HEN uses Modo Energy's monthly benchmark reports and TBX metrics to guide its arbitrage and ancillary services strategy. RTC+B compressed the discharge window and pushed more batteries into the same few hours. Arbitrage capture became the key differentiator.

"Arbitrage is the name of the game now," said Clark. "The fact that Modo Energy was publishing TBX analysis early on is indicative of them knowing where the market was heading."

Modo Energy's research has also validated HEN's siting strategy. When the Terminal published analysis on HEN's Russek node, which has been one of the top-performing nodes in ERCOT for two consecutive years, it gave the team independent confirmation of their approach.

"To get a published analysis showing why our node is the best in ERCOT, that everybody else could see, was awesome," said Clark. "It confirmed why it was sited there and the value we're able to extract from it."

Acquisition due diligence

When HEN acquired the Fort Duncan facility from Recurrent Energy in January 2026, Peine used the Terminal to analyze historical revenue performance and model HEN's trading philosophy on top.

"We analyzed performance through the Modo Energy Terminal, then modeled our approach to understand where we could unlock value that wasn't being captured," said Peine. "That analysis helped drive the investment decision."

The impact: An additional virtual team member

For a small trading team managing 410 MW across ERCOT, the Terminal acts as a force multiplier.

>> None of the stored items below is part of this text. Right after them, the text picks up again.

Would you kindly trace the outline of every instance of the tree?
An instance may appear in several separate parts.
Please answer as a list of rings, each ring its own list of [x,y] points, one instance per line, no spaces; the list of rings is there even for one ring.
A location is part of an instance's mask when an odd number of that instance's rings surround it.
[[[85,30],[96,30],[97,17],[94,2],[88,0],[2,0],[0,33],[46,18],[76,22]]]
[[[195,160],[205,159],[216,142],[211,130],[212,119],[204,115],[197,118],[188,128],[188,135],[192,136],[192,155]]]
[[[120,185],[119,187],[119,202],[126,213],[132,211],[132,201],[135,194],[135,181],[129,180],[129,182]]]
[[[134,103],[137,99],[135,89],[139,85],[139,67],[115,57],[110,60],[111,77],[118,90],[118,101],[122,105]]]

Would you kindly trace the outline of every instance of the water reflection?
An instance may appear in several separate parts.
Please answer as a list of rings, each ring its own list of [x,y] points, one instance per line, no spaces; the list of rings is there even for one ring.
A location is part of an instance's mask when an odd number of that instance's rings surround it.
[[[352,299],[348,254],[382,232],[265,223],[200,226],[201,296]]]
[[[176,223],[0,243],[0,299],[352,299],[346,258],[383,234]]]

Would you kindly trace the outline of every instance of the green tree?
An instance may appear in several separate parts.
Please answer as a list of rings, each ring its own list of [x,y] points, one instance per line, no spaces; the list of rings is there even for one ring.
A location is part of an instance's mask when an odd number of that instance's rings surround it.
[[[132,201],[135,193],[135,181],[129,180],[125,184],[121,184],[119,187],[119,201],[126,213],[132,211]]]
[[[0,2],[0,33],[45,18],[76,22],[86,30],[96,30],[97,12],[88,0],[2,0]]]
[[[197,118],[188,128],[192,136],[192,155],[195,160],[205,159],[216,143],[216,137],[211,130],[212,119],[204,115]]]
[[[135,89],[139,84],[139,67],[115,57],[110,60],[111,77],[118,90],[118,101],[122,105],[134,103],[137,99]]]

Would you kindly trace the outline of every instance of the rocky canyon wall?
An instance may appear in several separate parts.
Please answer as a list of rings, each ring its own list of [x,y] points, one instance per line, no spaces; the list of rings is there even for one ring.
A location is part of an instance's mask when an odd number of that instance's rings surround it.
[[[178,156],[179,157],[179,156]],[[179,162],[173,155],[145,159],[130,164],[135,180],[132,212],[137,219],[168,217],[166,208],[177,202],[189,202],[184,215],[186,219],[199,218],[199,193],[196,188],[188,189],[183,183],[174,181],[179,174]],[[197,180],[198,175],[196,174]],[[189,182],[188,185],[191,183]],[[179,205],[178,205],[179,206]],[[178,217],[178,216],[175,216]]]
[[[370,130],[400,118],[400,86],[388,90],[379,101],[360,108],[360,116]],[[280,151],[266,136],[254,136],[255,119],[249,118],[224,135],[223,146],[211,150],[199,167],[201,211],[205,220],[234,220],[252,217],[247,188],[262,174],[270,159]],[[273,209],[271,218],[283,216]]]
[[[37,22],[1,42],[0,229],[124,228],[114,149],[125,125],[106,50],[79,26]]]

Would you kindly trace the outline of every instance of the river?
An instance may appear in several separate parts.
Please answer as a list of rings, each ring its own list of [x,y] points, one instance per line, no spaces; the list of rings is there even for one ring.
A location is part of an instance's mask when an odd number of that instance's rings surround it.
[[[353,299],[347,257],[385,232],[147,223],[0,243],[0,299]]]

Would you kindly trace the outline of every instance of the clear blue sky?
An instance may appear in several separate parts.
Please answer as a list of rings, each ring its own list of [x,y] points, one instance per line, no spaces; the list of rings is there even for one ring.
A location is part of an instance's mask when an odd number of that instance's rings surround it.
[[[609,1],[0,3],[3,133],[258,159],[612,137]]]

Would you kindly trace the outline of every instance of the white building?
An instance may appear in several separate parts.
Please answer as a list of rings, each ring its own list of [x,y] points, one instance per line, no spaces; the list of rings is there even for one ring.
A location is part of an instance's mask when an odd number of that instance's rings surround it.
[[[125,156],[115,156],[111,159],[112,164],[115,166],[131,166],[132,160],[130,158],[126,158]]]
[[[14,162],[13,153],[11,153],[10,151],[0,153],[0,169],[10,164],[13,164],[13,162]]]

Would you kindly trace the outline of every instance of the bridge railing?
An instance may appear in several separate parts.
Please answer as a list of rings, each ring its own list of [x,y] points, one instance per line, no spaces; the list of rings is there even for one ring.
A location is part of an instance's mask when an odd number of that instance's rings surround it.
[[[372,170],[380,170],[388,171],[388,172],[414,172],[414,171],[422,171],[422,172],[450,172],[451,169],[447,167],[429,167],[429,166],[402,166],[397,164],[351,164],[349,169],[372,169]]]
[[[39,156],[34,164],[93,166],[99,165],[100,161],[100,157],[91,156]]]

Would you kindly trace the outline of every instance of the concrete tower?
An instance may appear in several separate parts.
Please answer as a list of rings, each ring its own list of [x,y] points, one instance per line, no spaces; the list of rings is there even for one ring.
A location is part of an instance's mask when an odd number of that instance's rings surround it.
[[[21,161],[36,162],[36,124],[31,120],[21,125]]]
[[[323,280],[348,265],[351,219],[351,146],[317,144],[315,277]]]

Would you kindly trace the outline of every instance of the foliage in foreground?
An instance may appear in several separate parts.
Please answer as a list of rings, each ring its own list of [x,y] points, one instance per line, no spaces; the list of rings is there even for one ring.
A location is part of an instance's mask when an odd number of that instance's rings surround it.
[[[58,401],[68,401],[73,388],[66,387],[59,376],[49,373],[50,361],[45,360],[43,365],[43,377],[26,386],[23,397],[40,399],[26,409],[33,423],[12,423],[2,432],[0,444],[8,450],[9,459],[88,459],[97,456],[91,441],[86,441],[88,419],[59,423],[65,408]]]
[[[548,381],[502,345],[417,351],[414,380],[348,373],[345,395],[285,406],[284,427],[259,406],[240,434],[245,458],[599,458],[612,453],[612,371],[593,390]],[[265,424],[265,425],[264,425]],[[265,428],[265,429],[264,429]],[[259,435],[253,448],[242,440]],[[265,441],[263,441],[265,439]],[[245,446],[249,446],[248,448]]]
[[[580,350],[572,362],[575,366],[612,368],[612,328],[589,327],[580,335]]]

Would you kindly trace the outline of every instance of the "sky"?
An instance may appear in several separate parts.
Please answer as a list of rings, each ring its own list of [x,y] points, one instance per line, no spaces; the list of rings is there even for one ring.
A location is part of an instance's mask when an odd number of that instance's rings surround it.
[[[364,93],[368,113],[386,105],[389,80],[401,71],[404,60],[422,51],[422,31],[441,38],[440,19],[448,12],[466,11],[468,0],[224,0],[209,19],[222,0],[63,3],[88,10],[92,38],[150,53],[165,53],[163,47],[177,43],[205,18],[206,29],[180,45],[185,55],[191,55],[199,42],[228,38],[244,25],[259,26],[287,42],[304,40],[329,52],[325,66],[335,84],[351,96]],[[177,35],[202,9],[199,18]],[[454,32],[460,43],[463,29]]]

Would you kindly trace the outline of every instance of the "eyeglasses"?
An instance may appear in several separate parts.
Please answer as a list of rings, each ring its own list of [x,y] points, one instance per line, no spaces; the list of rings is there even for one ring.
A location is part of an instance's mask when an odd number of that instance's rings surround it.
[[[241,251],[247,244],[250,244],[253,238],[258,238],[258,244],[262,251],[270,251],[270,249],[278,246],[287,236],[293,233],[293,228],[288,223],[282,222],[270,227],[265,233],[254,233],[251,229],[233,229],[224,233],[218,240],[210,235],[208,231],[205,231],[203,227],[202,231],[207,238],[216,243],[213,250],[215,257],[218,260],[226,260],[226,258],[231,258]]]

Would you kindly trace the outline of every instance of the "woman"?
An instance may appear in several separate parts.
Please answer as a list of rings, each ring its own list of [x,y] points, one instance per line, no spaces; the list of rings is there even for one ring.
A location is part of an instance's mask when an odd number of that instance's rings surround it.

"It almost replaces an FTE," said Peine. "Modo Energy has already done a lot of the analysis behind the questions I would ask myself, or ask my team to go figure out. I can use it as a coworker to reach a decision quickly, without hiring another person."

"Modo Energy is like having another person on our team," said Clark. "I can research constraints on the nodes where our new West Texas assets will connect and model what our strategy could look like, without needing another analyst."

The Terminal's reach extends beyond the two-person trading desk. All six NOC operators and the asset manager are also active users, creating a shared language for performance across every twelve-hour shift.

Terminal data also flows into investor reporting and senior management updates. Third-party validation carries weight in capital allocation conversations.

"Having an independent source confirm our results gives credence to our internal teams, senior management and investors that we can maximize returns on capital deployed," said Peine.

Going further: 360 MW of new capacity and API integration

HEN has 360 MW of transmission-level assets under development in West Texas, with commissioning expected in 2027. These will be the company's first developed assets above 100 MW. The team is also integrating Modo Energy's API into its proprietary analytics platform for automated IRR calculations and revenue stack analysis.

"Being able to research the West Texas import constraints that came online last year was huge," said Clark. "The rules and regulations Modo Energy keeps up with, in a commercial sense, is like no other."

Asked what she would tell a peer at another operator considering Modo Energy, Clark was direct: "It's a great resource for understanding BESS in ERCOT. You can go from entry-level all the way to as advanced as you want, all in one place."